Ms Hughes: There is lots of academic
work on the subject. I think that through partnership with advice
agencies, with lenders and, of course, with public consultation
lots of ideas can be generated. I think there are lots of different
aspects to the safety net. One side is making sure that there
is always advice available for people when they need it; that
the processes in regulation and in the courts are effective.
Q41 Jim Cousins: Can I stop you there,
because the implication of what you are saying is that we are
looking at a residual group of people that we so charmingly classify
as subprime. We are not, in fact, looking at a residual group
of people. We are looking at an aspect of the way the housing
market is now going to work in the present kind of economic situation
in which very large numbers of people are going to experience
quite volatile changes of circumstance or quite volatile changes
of income, and there needs to be a non-judgemental, non-loaded
with stereotype system of supporting them through those situations.

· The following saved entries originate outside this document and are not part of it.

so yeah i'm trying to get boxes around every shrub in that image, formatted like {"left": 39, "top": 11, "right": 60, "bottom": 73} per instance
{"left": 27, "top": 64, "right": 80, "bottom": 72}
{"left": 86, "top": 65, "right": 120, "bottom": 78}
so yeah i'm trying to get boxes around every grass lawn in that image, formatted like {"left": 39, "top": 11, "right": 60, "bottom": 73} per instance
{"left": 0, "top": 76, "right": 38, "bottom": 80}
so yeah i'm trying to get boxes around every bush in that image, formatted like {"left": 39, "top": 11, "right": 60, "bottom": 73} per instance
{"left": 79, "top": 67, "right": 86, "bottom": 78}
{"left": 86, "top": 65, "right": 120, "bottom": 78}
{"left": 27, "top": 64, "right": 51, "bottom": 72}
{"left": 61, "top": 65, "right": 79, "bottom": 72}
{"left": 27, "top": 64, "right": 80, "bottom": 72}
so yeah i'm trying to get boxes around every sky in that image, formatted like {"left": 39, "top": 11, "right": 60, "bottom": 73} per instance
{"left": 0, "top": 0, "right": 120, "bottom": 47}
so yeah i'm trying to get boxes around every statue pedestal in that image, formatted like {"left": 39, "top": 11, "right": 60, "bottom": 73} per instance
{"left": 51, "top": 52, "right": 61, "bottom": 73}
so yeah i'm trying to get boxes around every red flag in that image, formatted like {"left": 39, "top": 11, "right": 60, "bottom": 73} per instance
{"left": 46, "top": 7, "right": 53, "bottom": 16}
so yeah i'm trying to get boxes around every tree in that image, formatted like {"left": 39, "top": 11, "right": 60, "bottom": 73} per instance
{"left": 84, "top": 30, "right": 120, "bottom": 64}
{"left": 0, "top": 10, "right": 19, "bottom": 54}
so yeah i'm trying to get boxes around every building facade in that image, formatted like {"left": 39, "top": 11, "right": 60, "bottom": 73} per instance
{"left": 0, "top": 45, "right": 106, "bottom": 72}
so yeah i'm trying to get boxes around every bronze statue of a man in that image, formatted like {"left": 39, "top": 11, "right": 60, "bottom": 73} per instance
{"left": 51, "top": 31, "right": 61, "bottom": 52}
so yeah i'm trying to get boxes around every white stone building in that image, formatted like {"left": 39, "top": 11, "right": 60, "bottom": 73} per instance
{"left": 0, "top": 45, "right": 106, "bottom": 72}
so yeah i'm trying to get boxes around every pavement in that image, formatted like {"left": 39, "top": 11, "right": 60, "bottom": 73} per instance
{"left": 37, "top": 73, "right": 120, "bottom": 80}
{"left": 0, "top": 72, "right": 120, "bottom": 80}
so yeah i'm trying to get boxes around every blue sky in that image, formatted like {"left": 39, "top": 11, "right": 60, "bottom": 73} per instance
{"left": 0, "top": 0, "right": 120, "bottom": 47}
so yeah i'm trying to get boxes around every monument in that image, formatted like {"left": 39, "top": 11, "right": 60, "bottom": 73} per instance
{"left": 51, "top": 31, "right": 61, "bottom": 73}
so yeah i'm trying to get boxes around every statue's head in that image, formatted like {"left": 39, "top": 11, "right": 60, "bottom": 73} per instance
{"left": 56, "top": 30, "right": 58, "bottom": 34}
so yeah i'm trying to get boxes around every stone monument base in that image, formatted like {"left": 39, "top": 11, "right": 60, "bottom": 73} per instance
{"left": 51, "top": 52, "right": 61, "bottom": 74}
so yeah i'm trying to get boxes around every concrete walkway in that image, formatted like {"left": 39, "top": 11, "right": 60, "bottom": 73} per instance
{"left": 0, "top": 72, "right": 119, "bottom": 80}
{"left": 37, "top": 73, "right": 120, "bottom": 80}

Mr Tutton: There are perhaps some
things that could be done quickly. In the situation you describe
the whole system of support for home owners does not take into
account that people will have flexible labour markets, that their
incomes are going to go up and down, particularly lower income
families, work will come and go. One of the things that is missing
from the FSA Mortgage Market Review is this idea about how far
do you embed forbearance? At the moment they are going to make
lenders offer a wider range of options, but it is not going to
say, "Actually, this is how much help you have to give someone
for this long." One of the big questions that is going to
come up in terms of a possible second wave of repossessions is
will lenders get forbearance fatigue and at what point should
they be allowed to. So that is part of the question. Again, in
the courts at the moment it is very much a snapshot of people
coming in. If you have lost your job, you come before the court
and they are looking at a snapshot of your circumstances, but
if you take a view that these are long-term products and if you
are going to have people with up and down incomes they might need
more time to recover, then we need the courts to have more power
to look at those things. There are things that can be done quite
quickly and quite easily that will give more help to borrowers
who are more likely to have variable incomes, more likely to face
unemployment shocks and, particularly where we are now, people
may get back into work, back into work at a lower income, they
might fall out of work again, get back into work, so I think we
can do something there. In the long-term, as Nicola said, it is
about looking at a position of "we wouldn't start from here".
Can we get the safety net to work, the articulation, for an insurance,
which has not worked particularly well, between what the state
pays through the benefit system, what lenders pay and what borrowers
pay? We need to get that thought out in front rather than in the
middle of a recession where we are now.
Chair: Thank you very much for your evidence.